End corporate whining

The campaigns to raise the minimum wage and to organize fast-food and grocery workers deserve support.

America's largest employer, Wal-Mart, for example, pays such low wages that its employees are the largest group of food stamp and Medicaid recipients. A report from Congressman Alan Grayson estimated that Wal-Mart employees receive $1,000/month on average in public assistance payments. Another example of how sorry Wal-Mart's wages are: This week a Wal-Mart in Ohio held a food drive for its own employees.

America's second-largest employer, McDonald's, tried to produce a budget showing how its employees could live on the minimum wage -- and failed. A study this year found that "52% of families of fast food workers receive assistance from a public program."
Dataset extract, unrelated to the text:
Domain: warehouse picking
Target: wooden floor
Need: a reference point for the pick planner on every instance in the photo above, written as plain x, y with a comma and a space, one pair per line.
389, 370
Don't believe corporate shills whining and puling that these profitable companies can't afford to pay a living wage (Canada, UK, New Zealand, Belgium, Australia, France, Netherlands, Ireland and Luxembourg all have higher minimum wage settings than the US -- some countries, like Sweden and Germany, that don't legislate wage minimums, encourage collective bargaining instead). Elizabeth Warren calculates that if the US minimum wage had kept pace with inflation it would now be $22/hr. The activists campaigning for an increase are asking for a $15/hr minimum. Meanwhile, the White House's embrace of a $9/hr minimum is shameful and pathetic, designed more to head off a meaningful increase than to solve the problem.